UPMC and Pitt Physician-Researchers Assume JAMA Editorial Roles
Dr. Derek Angus, chief health care innovation officer at UPMC and professor and chair of the Department of Critical Care Medicine at Pitt, will become a senior editor at the Journal of the American Medical Association.
Dr. Christopher Seymour, UPMC intensivist and director of the Translational and Clinical Science Program at the Clinical Research, Investigation and Systems Modeling of Acute Illness (CRISMA) Center in Pitt’s School of Medicine, will take Dr. Angus’ place as associate editor at JAMA, focused on critical care medicine.
“Derek is among the most prominent ICU physicians in the world and has helped JAMA recruit the best papers in this specialty,” said Dr. Howard Bauchner, JAMA’s editor-in-chief. “After consideration of many possible replacements, we have decided that Christopher Seymour – also from UPMC – will become an associate editor … Christopher has been an important contributor to JAMA as an author and reviewer, and is a well-known trialist in the field.”

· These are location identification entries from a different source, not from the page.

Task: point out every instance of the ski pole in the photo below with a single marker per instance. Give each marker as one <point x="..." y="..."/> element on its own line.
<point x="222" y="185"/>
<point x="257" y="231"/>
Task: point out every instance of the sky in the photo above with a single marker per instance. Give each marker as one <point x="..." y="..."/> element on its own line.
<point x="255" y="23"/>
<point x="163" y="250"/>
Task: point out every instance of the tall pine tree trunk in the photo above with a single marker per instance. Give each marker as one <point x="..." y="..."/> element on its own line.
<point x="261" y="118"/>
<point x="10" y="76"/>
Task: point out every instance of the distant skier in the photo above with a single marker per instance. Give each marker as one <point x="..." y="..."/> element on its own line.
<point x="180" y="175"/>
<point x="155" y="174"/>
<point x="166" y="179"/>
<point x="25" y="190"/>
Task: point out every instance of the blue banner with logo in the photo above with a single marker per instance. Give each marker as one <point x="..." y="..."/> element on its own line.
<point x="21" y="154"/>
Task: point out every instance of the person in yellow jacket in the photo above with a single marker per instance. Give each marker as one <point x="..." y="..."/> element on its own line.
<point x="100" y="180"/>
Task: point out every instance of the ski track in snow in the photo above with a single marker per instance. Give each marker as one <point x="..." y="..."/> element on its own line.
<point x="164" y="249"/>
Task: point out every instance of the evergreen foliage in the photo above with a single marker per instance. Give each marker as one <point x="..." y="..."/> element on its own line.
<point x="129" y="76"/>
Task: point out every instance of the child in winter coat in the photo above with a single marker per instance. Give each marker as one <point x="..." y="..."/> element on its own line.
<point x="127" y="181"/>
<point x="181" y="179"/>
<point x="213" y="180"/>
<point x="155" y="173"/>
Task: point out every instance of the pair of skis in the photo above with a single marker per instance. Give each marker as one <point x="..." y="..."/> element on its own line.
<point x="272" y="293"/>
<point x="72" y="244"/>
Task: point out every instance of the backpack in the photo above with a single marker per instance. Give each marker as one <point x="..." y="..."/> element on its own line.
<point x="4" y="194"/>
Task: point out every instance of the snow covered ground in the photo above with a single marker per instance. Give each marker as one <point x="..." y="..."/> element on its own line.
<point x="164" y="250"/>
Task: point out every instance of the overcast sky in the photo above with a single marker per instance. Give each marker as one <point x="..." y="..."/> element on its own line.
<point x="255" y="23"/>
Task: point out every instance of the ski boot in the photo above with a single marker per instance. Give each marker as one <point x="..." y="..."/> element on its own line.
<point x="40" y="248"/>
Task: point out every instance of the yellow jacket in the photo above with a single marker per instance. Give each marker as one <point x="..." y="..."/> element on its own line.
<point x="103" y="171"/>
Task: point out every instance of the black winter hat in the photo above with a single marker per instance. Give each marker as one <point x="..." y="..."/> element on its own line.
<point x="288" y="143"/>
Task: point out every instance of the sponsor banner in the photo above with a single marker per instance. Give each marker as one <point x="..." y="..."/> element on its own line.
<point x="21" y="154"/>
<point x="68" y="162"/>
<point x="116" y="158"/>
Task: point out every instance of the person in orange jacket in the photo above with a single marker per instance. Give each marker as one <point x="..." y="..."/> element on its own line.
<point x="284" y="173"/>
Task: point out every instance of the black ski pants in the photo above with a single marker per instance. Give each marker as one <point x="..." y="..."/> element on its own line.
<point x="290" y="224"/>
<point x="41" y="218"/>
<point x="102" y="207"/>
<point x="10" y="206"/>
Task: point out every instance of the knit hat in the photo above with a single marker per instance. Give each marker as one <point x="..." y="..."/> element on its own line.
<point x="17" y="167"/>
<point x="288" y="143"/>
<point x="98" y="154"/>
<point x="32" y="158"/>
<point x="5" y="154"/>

Dr. Angus joined UPMC and Pitt in the early 1990s after earning his medical degree and completing residency training in internal medicine at the University of Glasgow, UK. His specialties include epidemiologic, economic and health services research aspects of critical illness, with a particular focus on improving randomized control trials to better serve the sickest of the sick. He has authored or co-authored hundreds of papers and abstracts and received several awards and honors nationally and internationally for his research.
“Serving as an associate editor at JAMA has been a professional honor and delight,” said Dr. Angus. “It has introduced me to the physicians and scientists who are transforming the way we care for patients and prevent disease. I look forward to my new role as senior editor.”
Dr. Seymour joined UPMC and Pitt nearly a decade ago after earning his medical degree and completing his residency at the University of Pennsylvania School of Medicine, followed by a fellowship in pulmonary and critical care medicine at the University of Washington. His research focuses on the early recognition and treatment of sepsis and critical illness, using machine learning and translational science.
“I am grateful for the opportunity to select and review the latest in critical care research from around the world for JAMA,” said Dr. Seymour. “Having worked with Derek the last several years, I know what an important role the editors at JAMA have in shaping the future of medicine for the better and am eager to play my part in improving outcomes for my patients in Pittsburgh and patients around the world.”